There’s no debating that location data can create a substantial lift in campaign results by helping more effectively target ad recipients, refine messaging, attribute store visits to campaign exposure and measure post-campaign results.
However, not all location data is of the same quality—and it’s not always easy to tell the good from the mediocre.
If you’re not confident with the data quality provided by your vendor, ask some key questions to ensure you’re receiving data that accurately reflects the behavior of your target group.
Accuracy – There are many examples of “location fails” in the geocoding and ad-tech space. Serving content to the wrong audience is, at best, a waste of time and money and, at worst, a source of embarrassment or liability that can damage your brand.
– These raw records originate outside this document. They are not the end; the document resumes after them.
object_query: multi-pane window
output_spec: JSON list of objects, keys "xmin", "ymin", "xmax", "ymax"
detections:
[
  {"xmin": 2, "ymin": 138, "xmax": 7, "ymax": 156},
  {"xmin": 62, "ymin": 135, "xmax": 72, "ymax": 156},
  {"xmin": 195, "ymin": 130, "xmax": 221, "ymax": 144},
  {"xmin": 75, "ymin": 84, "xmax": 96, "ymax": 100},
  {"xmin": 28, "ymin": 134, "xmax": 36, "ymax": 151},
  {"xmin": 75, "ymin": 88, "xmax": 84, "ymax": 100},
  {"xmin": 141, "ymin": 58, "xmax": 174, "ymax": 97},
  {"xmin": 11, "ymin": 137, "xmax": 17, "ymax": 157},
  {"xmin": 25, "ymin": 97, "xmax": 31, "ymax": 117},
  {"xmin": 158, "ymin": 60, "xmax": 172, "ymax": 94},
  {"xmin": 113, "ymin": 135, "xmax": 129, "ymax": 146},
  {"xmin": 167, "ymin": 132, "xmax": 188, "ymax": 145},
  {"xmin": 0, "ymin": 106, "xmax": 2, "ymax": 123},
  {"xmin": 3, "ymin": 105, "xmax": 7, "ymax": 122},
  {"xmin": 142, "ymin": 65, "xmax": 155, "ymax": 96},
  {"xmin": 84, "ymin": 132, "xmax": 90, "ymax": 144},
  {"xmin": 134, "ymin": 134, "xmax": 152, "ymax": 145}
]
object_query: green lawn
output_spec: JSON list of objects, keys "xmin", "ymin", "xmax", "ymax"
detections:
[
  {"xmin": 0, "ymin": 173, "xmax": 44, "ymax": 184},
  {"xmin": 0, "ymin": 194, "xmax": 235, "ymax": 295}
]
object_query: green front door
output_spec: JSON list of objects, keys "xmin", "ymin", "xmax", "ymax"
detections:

Action step: Make sure your vendor stands behind their data. Qualify their expertise and ask them how they ensure accuracy.
Venue positioning – Accurate user location can be undermined by inaccurate venue location—inappropriately associating users with a particular venue. If the latitude/longitude of the venue is placed at the street or associated with a signpost or parking lot, then visit data or geofence triggers will be inaccurate. Venues should be positioned by their true location, centered at the front entrance or the midpoint of the store’s footprint.
Action step: Make sure your vendor curates and validates their venue data to ensure accuracy.
Recency – Clearly, user and venue locations are fluid. People and businesses often move or relocate, either temporarily or permanently.
Action step: Make sure you base campaign decisions around current data. Ask your vendor how and when the data is collected and how often it is updated.
Source – The source of the location data plays a key role in its value. “Source” can have two primary meanings: location method and collecting party. Data collected using more accurate location methods like GPS and Wi-Fi is more valuable than data collected via less accurate methods like Cell ID and IP address. Likewise, first-party data, collected by self-reporting users is sometimes more valuable than third-party data or data purchased from another source.
Action step: Understand the source of the data you’re leveraging by asking your vendor the right questions.
Look for a vendor with geolocation expertise, one that doesn’t just source the data from third parties and package it as their own with a catchy brand name.
Ideal geolocation partners will offer some combination of location sources. True experts will know how the location is generated, have a firm grasp on the indicators of inaccurate data and will apply that knowledge to “sanitize” and verify the data before passing it on.
To achieve the full benefit that location offers, make sure you ask the right questions of your location vendor. Choose wisely and you’ll reap the rewards!